Historically, set values based on standard deviations (2,3) or interquantile range (box-whisker) have been used as criteria for screening for outliers.

The preferred method for Recommendations is a Bonferri-corrected \(z\)-score method. First \(z\)-scores are calculated for each observation by taking \(z_{ij} = \epsilon_{ij}/s^2\) where \(s^2\) is the residual mean square. Then a critical \(z_{crit}\) value is calculated from the normal distribution for a probability given by \(1-\frac{\alpha}{2n}\) (commonly \(\alpha=0.05\)) and \(n=i \times j\). Any \(y_{ij}\) such that \(|z_{ij}|>z_{crit}\) is marked as an outlier.

```
plot(10:200,qnorm(1-0.05/(2*(10:200))),type='l', ylim=c(2,4), lty=1,
xlab='Number of Observations',ylab='Critical z score')
segments(10,3,200,3,lty=2,col='red')
legend('topleft', legend=c("3 SD", "Correct z"),col=c("red", "black"),lty = c(2,1),lwd=1)
```

Suppose we use \(\mu \pm 2\sigma\) as the range of “normal” values, and consider any value outside that range as an outlier. The proportion of values drawn from a normal distribution falling between in that range is expected to be

`pnorm(2) - pnorm(-2)`

`## [1] 0.9544997`

so, if we have \(n\) greater than

`ceiling(1/(1-(pnorm(2) - pnorm(-2))))`

`## [1] 22`

we would not be surprised to find an outlier using this criteria.

```
# Percent of observations between -3 and 3 std dev
(pnorm(3) - pnorm(-3))
```

`## [1] 0.9973002`

```
#convert to a count (1/n)
ceiling(1/(1-(pnorm(3) - pnorm(-3))))
```

`## [1] 371`

A variety trial with 30 varieties replicated 4 times has 120 plots.

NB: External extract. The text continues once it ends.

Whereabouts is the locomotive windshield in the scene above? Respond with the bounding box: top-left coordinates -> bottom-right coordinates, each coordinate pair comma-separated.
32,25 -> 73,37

How many often would outliers be detected even when the errors are normally distributed?

We draw a random sample of errors from the \(z\) distribution, and plot histogram and qqnorm plots

```
set.seed(200)
errors <- rnorm(120, 0,1)
hist(errors)
```

`qqnorm(errors)`

If we were to select outliers based on 3 sd, we would find at least one spurios outlier in this sample.

`max(abs(errors))`

`## [1] 3.087978`

If we use a correct critical \(z\), we would not identify outliers in this sample.

`qnorm(1-0.05/(2*120))`

`## [1] 3.529296`

Suppose we wish to combine 10 trials of 120 plots. How likely are we to identify spurious outliers?

```
trials <- 1:10
for(i in 1:10) {
errors <- rnorm(120, 0,1)
trials[i] <- max(abs(errors))
}
```

`sum(trials>3)`

`## [1] 5`

`sum(trials>qnorm(1-0.05/(2*120)))`

`## [1] 2`

At 3 sd, we find that 5 of the 10 trials have spurious outliers, but with adjusted \(z\), we find only 2.